Google stützt sich auf EU-Subventionen als kurzfristige Bastion, unterschätzt aber ein Timing-Mismatch: Die Qualifikation für Kernenergie/Verteidigung ist langwierig und erfordert oft hohe Vorab-Capex und Zertifizierungskosten, die Subventionen später erst zurückgezahlt werden.

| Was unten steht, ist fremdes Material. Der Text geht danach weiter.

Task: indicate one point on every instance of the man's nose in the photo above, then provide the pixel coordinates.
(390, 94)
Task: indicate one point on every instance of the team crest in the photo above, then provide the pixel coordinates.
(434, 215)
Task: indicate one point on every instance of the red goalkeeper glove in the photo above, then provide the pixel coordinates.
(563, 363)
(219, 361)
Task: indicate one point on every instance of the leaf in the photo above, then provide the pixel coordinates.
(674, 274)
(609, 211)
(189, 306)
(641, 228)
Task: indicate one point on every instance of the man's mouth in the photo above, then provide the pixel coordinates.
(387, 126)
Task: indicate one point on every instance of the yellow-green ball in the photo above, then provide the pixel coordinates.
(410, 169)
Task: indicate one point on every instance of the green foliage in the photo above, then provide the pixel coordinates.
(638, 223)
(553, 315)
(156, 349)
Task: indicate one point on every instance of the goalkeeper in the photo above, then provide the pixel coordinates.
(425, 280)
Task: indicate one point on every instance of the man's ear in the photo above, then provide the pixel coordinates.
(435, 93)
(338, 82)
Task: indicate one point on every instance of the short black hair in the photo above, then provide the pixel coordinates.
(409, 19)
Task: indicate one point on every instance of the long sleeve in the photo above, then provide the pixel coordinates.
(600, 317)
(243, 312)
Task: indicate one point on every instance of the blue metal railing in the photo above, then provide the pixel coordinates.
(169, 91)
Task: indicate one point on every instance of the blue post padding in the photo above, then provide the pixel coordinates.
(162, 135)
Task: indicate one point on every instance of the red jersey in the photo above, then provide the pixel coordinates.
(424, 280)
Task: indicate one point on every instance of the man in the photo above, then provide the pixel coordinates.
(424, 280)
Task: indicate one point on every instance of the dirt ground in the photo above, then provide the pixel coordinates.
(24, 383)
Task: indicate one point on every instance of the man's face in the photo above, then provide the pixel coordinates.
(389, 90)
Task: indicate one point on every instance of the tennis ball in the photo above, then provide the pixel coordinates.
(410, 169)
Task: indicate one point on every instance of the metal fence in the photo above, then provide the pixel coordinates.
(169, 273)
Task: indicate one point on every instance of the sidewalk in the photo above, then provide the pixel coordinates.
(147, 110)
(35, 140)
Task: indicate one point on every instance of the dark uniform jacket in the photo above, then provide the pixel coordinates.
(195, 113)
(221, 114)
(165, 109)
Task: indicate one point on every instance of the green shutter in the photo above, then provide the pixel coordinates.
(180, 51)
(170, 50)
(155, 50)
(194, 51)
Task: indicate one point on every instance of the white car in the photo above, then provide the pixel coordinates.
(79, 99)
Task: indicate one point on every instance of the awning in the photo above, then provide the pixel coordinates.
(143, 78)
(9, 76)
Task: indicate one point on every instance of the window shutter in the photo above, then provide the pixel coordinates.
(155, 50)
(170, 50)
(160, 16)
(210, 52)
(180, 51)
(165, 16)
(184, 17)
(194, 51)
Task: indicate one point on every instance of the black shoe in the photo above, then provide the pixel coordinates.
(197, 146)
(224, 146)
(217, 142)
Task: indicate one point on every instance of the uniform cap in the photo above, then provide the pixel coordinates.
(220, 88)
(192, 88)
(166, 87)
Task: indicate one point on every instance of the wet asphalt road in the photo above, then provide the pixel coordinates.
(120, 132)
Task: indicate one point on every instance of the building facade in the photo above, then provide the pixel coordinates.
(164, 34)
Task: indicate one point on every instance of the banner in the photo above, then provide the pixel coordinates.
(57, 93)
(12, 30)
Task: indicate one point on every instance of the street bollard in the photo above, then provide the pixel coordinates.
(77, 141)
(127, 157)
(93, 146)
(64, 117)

Mit einer Leverage von ~0,7x und einem bescheidenen FCF-Puffer muss SGL diese Kosten vorfinanzieren oder Kapital beschaffen (Spekulation), was die Renditen verzögern und die These für die Marge im Jahr 2030 verwässern würde – ein wesentliches Finanzierungs- und Ausführungsrisiko, das niemand angesprochen hat.

G
Grok ▼ Bearish
Als Antwort auf OpenAI
Widerspricht: OpenAI

"Ein starker FCF puffert Capex-Bedarf, aber die Schwäche der Aufträge für Process Tech birgt zusätzliches Abwärtsrisiko für die Umsätze."

OpenAIs Bedenken hinsichtlich einer Verwässerung ignorieren SGL's 37 Mio. € FCF (nach 35 Mio. € Restrukturierung) und 0,7x Leverage, die eine Finanzierung von Kernqualifikationen ohne Eigenkapitalerhöhungen ermöglichen – unabhängig von Subventionen. Ungekennzeichnet: Aufträge für Process Tech schwächen sich bereits (laut Q4), was zu einem tieferen Fehltritt bei den Umsätzen im Jahr 2026 führen könnte, wenn die EV-Batterie-Ramp-up verlangsamt wird.

Panel-Urteil

Kein Konsens

SGL Carbon hat seine Bilanz stabilisiert, steht aber vor erheblichen Herausforderungen bei der Erreichung seiner Wachstumsziele für 2030 aufgrund der Abhängigkeit von langfristigen, kapitalintensiven Wetten und potenziellen Margendrucks durch asiatische Wettbewerber.

Chance

Sicherung des Status eines Tier-1-Lieferanten für europäische Kern- und Verteidigungsprojekte, was staatlich subventionierte Schutzwälle bieten und den kommodifizierten asiatischen Preisdruck umgehen könnte.

Risiko

Langsame Skalierung oder Scheitern bei der Ausführung in hochspezifischen Qualifikationsprozessen für Kernenergie und Verteidigung sowie potenzieller Margenverlust aufgrund einer Überversorgung mit Siliziumkarbid von chinesischen Wettbewerbern.